Une initiative antimilitariste qui rate largement sa cible

jeudi, 15.10.2020

Pierre-Gabriel Bieri *

Pierre-Gabriel Bieri,

L’initiative du GSsA «Pour une interdiction du financement des producteurs de matériel de guerre» menace la capacité de défense de la Suisse, mais aussi de nombreuses entreprises indirectement liées à l’industrie d’armement. Elle imposerait en outre des contraintes disproportionnées aux fondations et aux institutions de prévoyance.

L’acquisition de nouveaux avions par l’armée suisse fournira du travail à un certain nombre d’entreprises locales. Rien qu’en Suisse romande, c’est plus d’un milliard de francs qui devra être investi dans des affaires compensatoires. Pourtant, le 29 novembre prochain, une énième initiative populaire du Groupe pour une Suisse sans armée (GSsA) va tenter de tirer dans le dos de ces mêmes entreprises.

L’initiative «Pour une interdiction du financement des producteurs de matériel de guerre» demande que la Banque nationale suisse, les fondations et les institutions de prévoyance publiques et professionnelles (AVS et caisses de pensions) ne puissent plus placer d’argent, directement ou indirectement, dans des entreprises qui réalisent plus de 5% de leur chiffre d’affaires dans la production de matériel de guerre.

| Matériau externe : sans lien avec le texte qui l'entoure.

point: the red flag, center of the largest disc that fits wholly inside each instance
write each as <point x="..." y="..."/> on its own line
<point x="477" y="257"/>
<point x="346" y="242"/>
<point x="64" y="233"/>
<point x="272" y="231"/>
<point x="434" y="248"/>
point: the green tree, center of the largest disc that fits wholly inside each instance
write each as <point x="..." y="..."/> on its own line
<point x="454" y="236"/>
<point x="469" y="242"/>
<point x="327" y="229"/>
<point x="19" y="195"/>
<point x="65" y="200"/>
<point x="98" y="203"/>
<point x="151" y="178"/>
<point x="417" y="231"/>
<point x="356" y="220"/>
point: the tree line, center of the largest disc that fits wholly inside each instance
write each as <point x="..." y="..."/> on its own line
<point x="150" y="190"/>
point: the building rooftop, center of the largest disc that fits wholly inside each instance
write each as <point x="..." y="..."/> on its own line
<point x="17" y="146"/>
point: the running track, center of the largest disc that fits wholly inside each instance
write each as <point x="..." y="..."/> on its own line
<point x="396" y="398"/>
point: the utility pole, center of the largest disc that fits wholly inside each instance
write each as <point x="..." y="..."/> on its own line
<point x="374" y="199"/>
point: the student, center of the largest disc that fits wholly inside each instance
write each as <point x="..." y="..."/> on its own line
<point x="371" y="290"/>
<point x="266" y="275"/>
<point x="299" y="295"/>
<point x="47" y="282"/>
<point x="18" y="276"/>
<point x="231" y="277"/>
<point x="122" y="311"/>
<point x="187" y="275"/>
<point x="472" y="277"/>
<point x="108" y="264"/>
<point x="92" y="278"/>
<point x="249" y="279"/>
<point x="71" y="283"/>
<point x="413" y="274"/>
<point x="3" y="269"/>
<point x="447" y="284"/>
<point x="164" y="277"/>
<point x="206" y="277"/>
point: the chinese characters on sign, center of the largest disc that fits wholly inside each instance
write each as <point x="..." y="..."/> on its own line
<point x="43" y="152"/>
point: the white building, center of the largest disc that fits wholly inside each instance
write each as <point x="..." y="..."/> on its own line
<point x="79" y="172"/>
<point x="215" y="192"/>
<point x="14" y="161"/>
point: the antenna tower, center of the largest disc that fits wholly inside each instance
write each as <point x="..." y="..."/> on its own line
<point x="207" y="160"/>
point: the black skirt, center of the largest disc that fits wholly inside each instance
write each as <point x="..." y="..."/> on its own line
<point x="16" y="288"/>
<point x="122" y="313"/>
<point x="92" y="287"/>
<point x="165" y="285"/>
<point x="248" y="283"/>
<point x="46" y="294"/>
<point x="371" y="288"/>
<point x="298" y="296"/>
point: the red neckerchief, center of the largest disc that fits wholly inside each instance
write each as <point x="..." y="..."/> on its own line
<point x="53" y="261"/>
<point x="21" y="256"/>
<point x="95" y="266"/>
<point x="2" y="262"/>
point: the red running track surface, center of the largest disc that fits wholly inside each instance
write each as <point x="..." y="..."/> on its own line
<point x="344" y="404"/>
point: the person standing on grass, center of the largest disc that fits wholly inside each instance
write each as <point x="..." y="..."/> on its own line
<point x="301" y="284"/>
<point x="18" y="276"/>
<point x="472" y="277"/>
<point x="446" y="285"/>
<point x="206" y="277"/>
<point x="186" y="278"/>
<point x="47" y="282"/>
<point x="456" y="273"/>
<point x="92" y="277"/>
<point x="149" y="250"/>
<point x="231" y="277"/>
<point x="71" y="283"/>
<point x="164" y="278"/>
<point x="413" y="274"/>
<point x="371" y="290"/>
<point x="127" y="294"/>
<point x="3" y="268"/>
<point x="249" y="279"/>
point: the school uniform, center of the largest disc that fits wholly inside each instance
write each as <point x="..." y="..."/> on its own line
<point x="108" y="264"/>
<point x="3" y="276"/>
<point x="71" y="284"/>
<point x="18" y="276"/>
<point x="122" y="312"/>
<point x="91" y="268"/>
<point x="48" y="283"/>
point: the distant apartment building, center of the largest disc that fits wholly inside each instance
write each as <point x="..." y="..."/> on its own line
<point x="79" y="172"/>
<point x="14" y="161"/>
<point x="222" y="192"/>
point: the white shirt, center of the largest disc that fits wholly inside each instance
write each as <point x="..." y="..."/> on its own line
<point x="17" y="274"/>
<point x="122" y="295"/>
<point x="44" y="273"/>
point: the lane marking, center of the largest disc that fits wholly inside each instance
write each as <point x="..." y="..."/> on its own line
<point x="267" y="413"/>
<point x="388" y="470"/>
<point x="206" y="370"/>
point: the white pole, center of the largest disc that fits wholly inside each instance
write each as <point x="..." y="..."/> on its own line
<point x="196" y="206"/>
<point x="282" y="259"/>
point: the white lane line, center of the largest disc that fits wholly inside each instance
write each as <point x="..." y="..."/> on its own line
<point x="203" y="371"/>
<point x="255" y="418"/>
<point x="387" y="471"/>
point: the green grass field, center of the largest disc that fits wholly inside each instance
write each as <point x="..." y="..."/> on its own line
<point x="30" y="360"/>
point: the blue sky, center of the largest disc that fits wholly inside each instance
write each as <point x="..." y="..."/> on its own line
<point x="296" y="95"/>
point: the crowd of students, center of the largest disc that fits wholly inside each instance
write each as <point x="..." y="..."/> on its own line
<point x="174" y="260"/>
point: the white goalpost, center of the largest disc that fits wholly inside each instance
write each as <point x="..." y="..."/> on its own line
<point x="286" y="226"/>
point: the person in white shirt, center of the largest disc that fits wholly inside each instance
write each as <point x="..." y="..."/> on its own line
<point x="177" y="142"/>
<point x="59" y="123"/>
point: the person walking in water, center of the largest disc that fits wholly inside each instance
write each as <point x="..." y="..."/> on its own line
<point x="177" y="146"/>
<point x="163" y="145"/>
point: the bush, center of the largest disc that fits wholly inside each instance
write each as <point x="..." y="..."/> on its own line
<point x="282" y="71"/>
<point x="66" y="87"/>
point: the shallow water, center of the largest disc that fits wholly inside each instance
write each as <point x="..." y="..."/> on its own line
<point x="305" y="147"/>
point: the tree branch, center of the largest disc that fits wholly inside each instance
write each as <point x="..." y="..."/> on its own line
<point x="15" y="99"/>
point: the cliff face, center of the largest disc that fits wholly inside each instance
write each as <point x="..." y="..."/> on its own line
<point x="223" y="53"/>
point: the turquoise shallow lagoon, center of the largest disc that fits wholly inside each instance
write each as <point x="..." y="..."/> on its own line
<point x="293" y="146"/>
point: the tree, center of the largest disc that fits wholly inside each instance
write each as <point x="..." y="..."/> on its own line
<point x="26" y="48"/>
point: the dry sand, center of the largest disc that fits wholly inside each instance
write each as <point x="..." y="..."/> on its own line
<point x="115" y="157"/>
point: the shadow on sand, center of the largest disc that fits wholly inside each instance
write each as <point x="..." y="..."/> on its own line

La Confédération devrait s’engager pour que cette interdiction s’applique aussi aux banques et aux assurances. On peut rappeler ici que de très nombreux investisseurs excluent déjà de leurs portefeuilles les investissements dans les armes de destructions massives, cette exclusion étant l’un des piliers de l’investissement durable dit «ESG». Mais en cherchant à éliminer systématiquement les entreprises suisses d’armement, l’initiative du GSsA vise à affaiblir la défense militaire de la Suisse, en la rendant totalement dépendante de l’étranger. On retrouve ici l’idéal antimilitariste qui a connu son heure de gloire à la fin de la Guerre froide.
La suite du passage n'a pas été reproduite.